Output: The image captures a bustling street scene in London, featuring iconic red double-decker buses and the famous Big Ben clock tower in the background.


**2. Visual Question-Answering (Visual Conversation)**

In [4]:
image = Image.open('cats.jpg')
enc_image = model.encode_image(image)
input = "How many cats the girl is holding?"
output = model.answer_question(enc_image, input, tokenizer)
print(f"\nInput: {input}\nOutput: {output}")
input = "What is their color?"
output = model.answer_question(enc_image, input, tokenizer)
print(f"\nInput: {input}\nOutput: {output}")


Input: How many cats the girl is holding?
Output: The girl is holding two cats.

Input: What is their color?
Output: The kittens are brown and white in color.


**3. Visual Knowledge Reasoning**

In [5]:
image = Image.open('tajmahal.jpg')
enc_image = model.encode_image(image)
input = "Tell about the history of this place"
output = model.answer_question(enc_image, input, tokenizer)
print(f"\nInput: {input}\nOutput: {output}")

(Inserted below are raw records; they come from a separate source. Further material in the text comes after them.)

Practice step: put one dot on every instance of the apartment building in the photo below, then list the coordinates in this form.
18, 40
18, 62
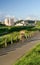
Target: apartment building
9, 21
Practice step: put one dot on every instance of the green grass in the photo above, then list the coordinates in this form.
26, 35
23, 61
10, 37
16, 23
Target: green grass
32, 58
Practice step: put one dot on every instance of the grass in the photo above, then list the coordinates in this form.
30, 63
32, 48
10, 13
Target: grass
32, 58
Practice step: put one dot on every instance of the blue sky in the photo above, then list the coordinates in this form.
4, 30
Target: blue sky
20, 8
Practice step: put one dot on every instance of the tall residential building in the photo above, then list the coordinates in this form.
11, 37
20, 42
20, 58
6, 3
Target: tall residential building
9, 21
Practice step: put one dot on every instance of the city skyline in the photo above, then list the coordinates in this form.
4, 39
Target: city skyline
20, 8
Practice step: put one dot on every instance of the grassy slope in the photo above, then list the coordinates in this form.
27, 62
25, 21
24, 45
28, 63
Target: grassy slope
32, 58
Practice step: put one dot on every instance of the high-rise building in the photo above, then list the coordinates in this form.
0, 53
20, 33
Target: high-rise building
9, 21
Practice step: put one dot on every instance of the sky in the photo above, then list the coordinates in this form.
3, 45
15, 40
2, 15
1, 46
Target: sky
20, 8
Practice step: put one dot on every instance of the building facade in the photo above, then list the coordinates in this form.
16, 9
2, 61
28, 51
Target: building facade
9, 21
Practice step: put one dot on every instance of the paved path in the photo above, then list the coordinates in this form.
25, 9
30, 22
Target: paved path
8, 56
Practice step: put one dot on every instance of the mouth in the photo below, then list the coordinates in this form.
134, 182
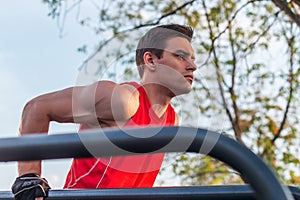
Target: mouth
189, 77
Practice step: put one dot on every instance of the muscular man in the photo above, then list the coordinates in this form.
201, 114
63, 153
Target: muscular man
165, 60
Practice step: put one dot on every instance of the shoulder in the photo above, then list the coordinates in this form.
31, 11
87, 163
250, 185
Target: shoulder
119, 101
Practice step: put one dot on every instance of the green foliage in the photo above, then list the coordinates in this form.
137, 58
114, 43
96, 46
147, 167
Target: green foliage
248, 58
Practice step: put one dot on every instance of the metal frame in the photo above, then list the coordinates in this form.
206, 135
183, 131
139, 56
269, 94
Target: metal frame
253, 169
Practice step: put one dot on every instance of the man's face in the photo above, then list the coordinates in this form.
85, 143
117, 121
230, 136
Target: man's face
176, 66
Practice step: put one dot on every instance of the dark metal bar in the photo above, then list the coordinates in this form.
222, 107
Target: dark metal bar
148, 140
228, 192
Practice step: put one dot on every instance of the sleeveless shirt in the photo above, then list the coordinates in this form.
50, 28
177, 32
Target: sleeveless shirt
123, 171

Input: Tell about the history of this place
Output: The image shows the Taj Mahal, a famous white marble mausoleum located in Agra, India. It was built by the Mughal Emperor Shah Jahan in memory of his wife Mumtaz Mahal. The Taj Mahal is an iconic symbol of love and architectural prowess, and it has become a popular tourist destination. The mausoleum is surrounded by a large garden with a reflecting pool, which adds to its beauty and grandeur. The image captures the Taj Mahal from a distance, showcasing its impressive size and intricate design.

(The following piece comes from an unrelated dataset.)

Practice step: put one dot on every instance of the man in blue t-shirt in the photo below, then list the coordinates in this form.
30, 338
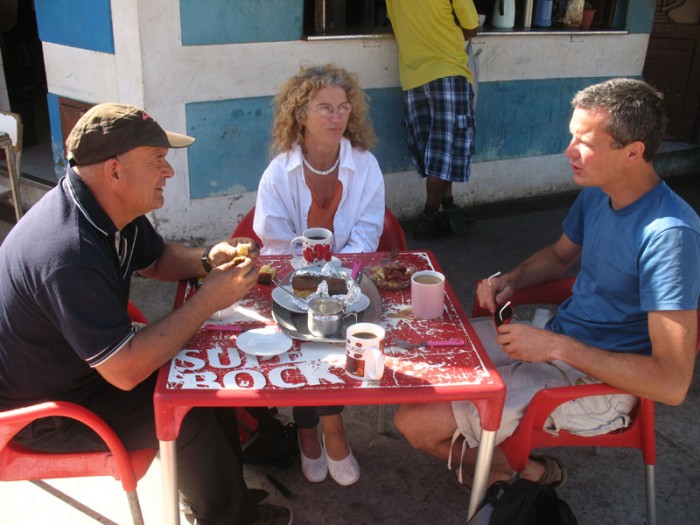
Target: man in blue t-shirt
64, 329
632, 319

**4. Visual Contextual Understanding**

In [6]:
image = Image.open('boy_playing_with_pet.jpg')
enc_image = model.encode_image(image)
input = "How does the boy feel and why?"
output = model.answer_question(enc_image, input, tokenizer)
print(f"\nInput: {input}\nOutput: {output}")


Input: How does the boy feel and why?
Output: The boy feels happy and content because he is enjoying a fun and engaging activity with his dog. In the image, the boy is running and playing with a yellow dog, throwing a ball for it to fetch. This activity allows the boy to bond with his dog, exercise, and have a good time. Playing with a dog is known to release endorphins, which are chemicals in the brain that contribute to feelings of happiness and well-being. The boy's smile and the dog's excitement indicate that they are both enjoying the moment and having a positive experience together.


**5. Text Recognition**

In [7]:
image = Image.open('written_quote.jpg')
enc_image = model.encode_image(image)
input = "What's written on this piece of paper?"
output = model.answer_question(enc_image, input, tokenizer)
print(f"\nInput: {input}\nOutput: {output}")


Input: What's written on this piece of paper?
Output: The handwritten quote says, "The future depends on what you do today. Mahatma Gandhi."